El relato kirchnerista es un ejemplo casi de manual. Mientras la inflación devoraba salarios y las estadísticas sociales se desplomaban, había un ejército de comunicadores, algunos pagos y otros fanatizados, que no descansaban. Fabricaban enemigos internos y externos. Reescribían la historia tantas veces como fuese necesario. Ensayaban constantemente nuevas formas de victimización. Todo con el mismo objetivo: sostener una identidad emocional que no se rinde ante los datos.
La novedad de esta etapa es la incorporación de tecnologías antes reservadas para el marketing de consumo. Plataformas que segmentan audiencias al detalle, algoritmos que testean qué indignación rinde más, inteligencia artificial al servicio de generar contenidos masivos en tiempo real. La posverdad dejó de ser una amenaza abstracta: es una industria.
Hay algo más inquietante todavía.

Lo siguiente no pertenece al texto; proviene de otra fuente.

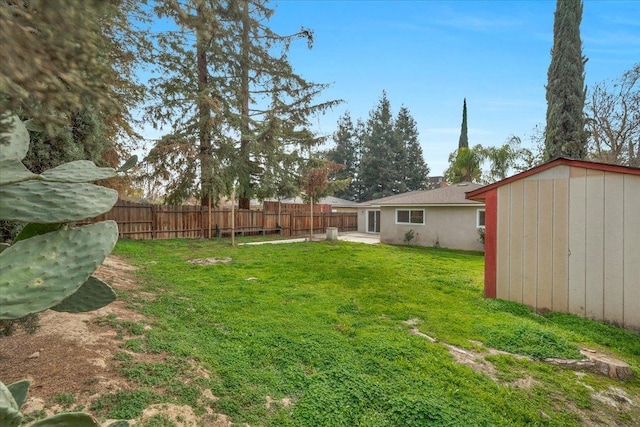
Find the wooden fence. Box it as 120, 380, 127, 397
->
83, 200, 358, 240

El caos, en estos regímenes, no es un problema a resolver: es un entorno a cultivar. Porque en la confusión, en la sobredosis de estímulos, en la saturación de escándalos, es más difícil pensar, discernir, oponerse. El caos abruma. Y en ese ruido, la maquinaria opera con mayor libertad.

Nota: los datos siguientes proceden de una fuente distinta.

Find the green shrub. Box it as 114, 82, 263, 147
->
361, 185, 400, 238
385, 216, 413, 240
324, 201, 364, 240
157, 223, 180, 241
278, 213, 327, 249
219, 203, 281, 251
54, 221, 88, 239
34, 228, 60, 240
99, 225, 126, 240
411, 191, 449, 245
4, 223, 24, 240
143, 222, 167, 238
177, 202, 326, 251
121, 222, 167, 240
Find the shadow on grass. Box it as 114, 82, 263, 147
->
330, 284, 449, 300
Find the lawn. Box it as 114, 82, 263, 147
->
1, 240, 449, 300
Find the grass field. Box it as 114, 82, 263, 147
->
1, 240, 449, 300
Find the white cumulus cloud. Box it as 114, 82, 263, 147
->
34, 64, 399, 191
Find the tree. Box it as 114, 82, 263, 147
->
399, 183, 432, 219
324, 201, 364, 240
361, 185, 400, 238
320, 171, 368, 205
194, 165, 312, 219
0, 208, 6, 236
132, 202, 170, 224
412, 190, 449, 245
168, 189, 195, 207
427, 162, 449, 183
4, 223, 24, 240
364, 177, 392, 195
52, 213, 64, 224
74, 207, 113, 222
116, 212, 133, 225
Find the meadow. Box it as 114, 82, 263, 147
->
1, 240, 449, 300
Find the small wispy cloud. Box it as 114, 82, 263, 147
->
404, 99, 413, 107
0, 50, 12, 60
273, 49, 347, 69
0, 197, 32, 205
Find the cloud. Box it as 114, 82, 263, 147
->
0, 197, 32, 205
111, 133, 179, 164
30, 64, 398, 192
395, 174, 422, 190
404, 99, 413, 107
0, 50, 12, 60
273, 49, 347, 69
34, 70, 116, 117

El desafío, entonces, es doble. Primero, reconocer la ingeniería detrás del desorden. Segundo, construir una narrativa alternativa que no dependa de las mismas armas. Una contrainteligencia democrática que no solo denuncie el artificio, sino que restituya la posibilidad de hablar con hechos, con razones, con decencia.
No alcanza con indignarse. Hay que entender cómo funciona la máquina si queremos desactivarla.